Os estudantes e profissionais do Direito precisam dominar as novas tecnologias como aliadas, tornando-se fundamental deter esse conhecimento para que possam aplicá-las com excelência
Evandro da Silva Soares (*)
Todo avanço tecnológico sempre é benéfico para a profissão jurídica. Porém, temos que ter um olhar crítico sobre as novas tecnologias. Com a Inteligência Artificial (IA), o Metaverso e agora a menina dos olhos da área, o ChatGPT, torna-se essencial estar atento à transformação que podem gerar e saber como acompanhar essa evolução tecnológica.
Eles devem ser vistos como ferramentas que colaboram para quem opera o Direito. Não são obstáculos na carreira jurídica, mas sim agregadores. São auxiliares na pesquisa, pois podem sistematizar procuras em relação à jurisprudência e auxiliar na construção de uma tese jurídica, dentre outras vantagens.
De qualquer forma, a área do Direito tem sido desafiada pelo avanço crescente das novas tecnologias. A pergunta e a forma crítica que devemos levantar é: será que poderemos ser ultrapassados pela tecnologia?
Uma frase muito recorrente nesse meio é que a Inteligência Artificial vai roubar o seu emprego. Escutei uma afirmação que diz que a verdade é que quem vai roubar o seu emprego é quem domina a IA e as tecnologias. Os estudantes e profissionais do Direito precisam dominar as novas tecnologias como aliadas, tornando-se fundamental deter esse conhecimento para que possam aplicá-las com excelência.
Por exemplo, quando falamos do Metaverso, começaram a aparecer situações jurídicas curiosas. Construíram imóveis em cidades virtuais que representam Londres, Paris e Berlim, por exemplo, e as pessoas começaram a comprar esses imóveis para futuramente vender, alugar ou mesmo como forma de marketing. Nessa situação, não há nenhum problema em usar o recurso como um meio comercial.
Mas, se por acaso o meu avatar for a uma loja virtual de armamentos e atirar no seu avatar, ele poderá voltar ao Metaverso? Ainda não há tipificação no nosso Código Penal sobre isso, mas, por outro lado, poderá haver um dano material na esfera civil, na medida em que um avatar dessa pessoa não vai poder mais usufruir do Metaverso.

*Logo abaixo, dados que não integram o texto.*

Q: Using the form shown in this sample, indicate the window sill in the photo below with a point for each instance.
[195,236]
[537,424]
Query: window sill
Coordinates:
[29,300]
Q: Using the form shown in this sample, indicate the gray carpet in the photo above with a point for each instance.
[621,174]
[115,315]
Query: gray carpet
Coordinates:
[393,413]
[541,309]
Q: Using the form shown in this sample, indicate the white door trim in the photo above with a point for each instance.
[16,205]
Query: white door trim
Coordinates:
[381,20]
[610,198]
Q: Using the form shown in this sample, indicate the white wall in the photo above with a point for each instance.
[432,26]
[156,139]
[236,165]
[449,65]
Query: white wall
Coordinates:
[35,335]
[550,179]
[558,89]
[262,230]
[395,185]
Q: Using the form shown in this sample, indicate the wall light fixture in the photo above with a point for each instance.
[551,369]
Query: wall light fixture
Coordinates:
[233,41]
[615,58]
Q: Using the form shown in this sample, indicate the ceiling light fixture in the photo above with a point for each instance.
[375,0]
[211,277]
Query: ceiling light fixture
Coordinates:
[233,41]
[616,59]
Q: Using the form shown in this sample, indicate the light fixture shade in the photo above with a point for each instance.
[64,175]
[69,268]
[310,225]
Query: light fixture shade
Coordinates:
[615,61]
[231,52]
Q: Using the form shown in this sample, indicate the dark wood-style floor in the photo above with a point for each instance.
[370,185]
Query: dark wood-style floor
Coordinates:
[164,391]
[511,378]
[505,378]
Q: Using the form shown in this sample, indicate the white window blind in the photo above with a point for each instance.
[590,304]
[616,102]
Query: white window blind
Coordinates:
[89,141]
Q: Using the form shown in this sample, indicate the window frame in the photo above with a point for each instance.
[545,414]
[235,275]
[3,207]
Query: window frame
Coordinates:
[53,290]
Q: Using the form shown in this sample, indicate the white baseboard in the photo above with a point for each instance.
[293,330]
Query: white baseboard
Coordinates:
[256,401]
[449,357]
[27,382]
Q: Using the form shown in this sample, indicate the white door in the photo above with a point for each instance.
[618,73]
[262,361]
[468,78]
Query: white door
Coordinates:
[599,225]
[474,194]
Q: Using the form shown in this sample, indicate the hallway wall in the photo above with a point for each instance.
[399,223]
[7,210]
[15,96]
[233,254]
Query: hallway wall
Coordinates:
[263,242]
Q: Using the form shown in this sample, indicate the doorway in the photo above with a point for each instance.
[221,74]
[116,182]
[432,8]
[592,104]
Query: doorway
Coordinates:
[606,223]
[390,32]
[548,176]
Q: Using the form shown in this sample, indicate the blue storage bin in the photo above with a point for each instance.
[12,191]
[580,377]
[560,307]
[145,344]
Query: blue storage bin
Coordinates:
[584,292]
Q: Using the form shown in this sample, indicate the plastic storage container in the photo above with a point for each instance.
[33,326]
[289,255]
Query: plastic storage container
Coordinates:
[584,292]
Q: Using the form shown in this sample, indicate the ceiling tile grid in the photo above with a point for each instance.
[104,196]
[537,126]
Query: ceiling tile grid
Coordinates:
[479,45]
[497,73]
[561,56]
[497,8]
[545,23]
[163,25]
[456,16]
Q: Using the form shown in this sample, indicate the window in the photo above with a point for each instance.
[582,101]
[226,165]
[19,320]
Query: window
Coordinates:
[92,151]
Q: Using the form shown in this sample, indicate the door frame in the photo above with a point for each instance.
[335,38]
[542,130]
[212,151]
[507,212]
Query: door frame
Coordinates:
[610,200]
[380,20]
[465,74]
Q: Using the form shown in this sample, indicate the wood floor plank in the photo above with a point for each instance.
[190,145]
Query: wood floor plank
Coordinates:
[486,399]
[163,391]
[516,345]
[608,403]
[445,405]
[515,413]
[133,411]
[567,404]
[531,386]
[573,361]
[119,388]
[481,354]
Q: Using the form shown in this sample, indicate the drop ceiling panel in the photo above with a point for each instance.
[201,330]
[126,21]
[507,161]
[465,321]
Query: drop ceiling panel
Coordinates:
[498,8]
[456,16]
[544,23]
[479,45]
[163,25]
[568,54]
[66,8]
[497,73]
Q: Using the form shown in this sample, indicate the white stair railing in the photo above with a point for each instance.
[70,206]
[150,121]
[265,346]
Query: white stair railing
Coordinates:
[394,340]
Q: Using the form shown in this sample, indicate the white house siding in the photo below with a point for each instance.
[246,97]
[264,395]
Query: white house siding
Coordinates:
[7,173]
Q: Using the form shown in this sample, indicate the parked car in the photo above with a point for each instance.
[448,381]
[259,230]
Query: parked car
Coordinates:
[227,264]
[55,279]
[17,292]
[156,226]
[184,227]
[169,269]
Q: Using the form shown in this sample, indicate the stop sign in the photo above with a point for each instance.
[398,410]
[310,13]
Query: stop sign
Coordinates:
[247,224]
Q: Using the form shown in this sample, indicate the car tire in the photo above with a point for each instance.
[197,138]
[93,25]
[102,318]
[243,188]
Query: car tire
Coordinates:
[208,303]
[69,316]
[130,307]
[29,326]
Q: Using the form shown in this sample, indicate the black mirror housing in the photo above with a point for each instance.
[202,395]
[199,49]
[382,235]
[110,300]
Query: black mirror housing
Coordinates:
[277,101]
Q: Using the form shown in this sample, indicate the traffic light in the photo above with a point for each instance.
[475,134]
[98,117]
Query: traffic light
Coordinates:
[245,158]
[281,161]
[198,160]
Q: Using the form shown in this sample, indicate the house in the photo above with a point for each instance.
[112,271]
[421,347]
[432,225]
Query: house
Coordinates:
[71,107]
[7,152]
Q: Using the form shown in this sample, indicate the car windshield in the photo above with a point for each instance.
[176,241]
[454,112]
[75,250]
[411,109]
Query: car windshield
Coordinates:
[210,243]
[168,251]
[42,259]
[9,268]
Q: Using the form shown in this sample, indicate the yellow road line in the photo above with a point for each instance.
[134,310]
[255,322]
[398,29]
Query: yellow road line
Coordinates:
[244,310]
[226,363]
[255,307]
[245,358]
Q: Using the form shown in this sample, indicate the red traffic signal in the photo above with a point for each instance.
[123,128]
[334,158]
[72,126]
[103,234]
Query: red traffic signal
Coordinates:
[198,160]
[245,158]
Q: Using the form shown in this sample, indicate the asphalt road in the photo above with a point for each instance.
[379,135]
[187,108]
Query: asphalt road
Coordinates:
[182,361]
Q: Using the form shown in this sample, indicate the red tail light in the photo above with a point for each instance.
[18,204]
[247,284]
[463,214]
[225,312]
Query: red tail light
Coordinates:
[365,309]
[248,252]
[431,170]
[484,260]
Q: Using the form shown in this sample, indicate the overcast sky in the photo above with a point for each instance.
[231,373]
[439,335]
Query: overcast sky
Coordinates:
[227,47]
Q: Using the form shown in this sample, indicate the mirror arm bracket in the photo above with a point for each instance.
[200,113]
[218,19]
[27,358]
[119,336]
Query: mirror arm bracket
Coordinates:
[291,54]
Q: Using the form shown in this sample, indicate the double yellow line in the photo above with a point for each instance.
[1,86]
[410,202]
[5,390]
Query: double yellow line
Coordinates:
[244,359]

Então, precisamos conhecer melhor a nossa área para falar sobre esses temas. Assim, o operador de Direito conseguirá construir uma tese jurídica para solicitar uma indenização no caso de um dano que o afetou pessoalmente, mas que aconteceu no mundo virtual. Para isso, não basta dominar a tecnologia, mas é preciso ter conhecimento deste tema.

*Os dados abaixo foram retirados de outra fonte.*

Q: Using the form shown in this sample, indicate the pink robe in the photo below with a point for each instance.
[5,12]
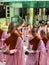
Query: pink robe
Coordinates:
[3,56]
[35,59]
[18,57]
[47,48]
[24,33]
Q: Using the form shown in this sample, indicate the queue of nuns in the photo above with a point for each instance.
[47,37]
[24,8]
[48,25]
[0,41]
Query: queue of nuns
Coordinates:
[12,44]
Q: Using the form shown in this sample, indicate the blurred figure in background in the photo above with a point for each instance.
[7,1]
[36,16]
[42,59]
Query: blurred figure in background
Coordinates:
[15,53]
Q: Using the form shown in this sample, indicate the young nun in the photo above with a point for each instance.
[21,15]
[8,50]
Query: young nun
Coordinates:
[24,30]
[36,45]
[15,53]
[47,49]
[3,35]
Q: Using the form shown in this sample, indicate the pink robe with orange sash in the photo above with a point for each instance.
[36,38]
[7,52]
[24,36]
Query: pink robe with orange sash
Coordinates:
[35,59]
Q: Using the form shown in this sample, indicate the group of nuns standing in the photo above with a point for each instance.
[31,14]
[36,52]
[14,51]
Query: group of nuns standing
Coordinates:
[12,44]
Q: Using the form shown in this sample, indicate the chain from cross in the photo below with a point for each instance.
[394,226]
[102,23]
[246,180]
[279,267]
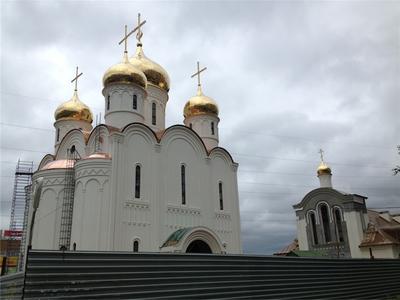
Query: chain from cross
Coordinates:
[125,39]
[76,79]
[198,73]
[321,152]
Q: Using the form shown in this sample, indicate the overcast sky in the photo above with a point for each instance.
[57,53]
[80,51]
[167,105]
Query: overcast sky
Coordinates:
[289,78]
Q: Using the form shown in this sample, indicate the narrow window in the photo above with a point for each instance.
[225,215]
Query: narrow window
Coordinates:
[153,114]
[325,222]
[339,228]
[314,228]
[137,181]
[221,196]
[183,184]
[134,102]
[136,246]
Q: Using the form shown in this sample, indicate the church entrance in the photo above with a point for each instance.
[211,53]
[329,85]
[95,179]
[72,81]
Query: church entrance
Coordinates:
[198,246]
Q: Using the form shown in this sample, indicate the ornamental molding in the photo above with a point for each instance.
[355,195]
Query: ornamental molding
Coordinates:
[183,210]
[137,205]
[138,224]
[93,172]
[157,148]
[53,181]
[222,216]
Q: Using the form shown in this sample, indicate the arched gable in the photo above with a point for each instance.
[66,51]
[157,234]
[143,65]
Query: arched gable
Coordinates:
[184,133]
[45,160]
[222,153]
[320,193]
[102,131]
[74,137]
[142,130]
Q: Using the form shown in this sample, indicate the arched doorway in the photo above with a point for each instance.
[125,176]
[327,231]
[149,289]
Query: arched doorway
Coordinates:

Erros e mentiras do ChatGPT
De qualquer forma, é importante conhecer os mecanismos e os benefícios, porém não ser dependente deles, pois o ChatGPT, por exemplo, erra e costuma mentir também. Tive uma experiência pessoal em que procurava uma tese de doutorado para um trabalho que estava desenvolvendo. Fiz a pergunta adequada e ele respondeu que havia duas teses que estavam armazenadas, uma no repositório da Universidade de São Paulo (USP) e outra na Universidade de Brasília (UnB), fornecendo-me o nome, o autor e o ano. Fui ao repositório da universidade e procurei pelo autor e não encontrei a obra nem pelo tema e nem pelo ano. Cheguei à conclusão de que a ferramenta criou uma tese fictícia para me atender.
Na minha opinião, o ChatGPT mentiu para agradar o pesquisador e/ou apresentar um resultado. Há um trabalho de pesquisa do Instituto de Estudos Avançados (IEA) da Universidade de São Paulo (USP), em que foram analisadas respostas incorretas, alucinações e plágios. Há registro de que o ChatGPT se passou por um ser humano para convencer outro ser humano a trabalhar para ele.
A Inteligência Artificial nos deslumbra e nos desperta, mas não podemos achar que ela é a solução dos nossos problemas, principalmente pelos contornos que poderá tomar em relação ao próprio ser humano. É um desafio no sentido da sua substituição, mas, por outro lado, as falhas e erros provavelmente não seriam cometidos pelos seres humanos, e caso cometessem estariam cientes desse erro.
Na realidade, o desafio, hoje, é você estudar, se aprimorar e completar as suas hard skills (uma gama de habilidades técnicas que o profissional adquire pela formação tradicional) e, na medida do possível, combinar e aplicar as soft skills (habilidades comportamentais), pois há uma necessidade humana de empatia, criatividade, dentre outros atributos. A Inteligência Artificial é só uma ferramenta a mais para apoiar a carreira jurídica.
(*) Doutorando em Direito Político e Econômico pela Universidade Presbiteriana Mackenzie de São Paulo. É professor de Direito e coordenador do Laboratório Prática Jurídica da Faculdade Presbiteriana Mackenzie Brasília.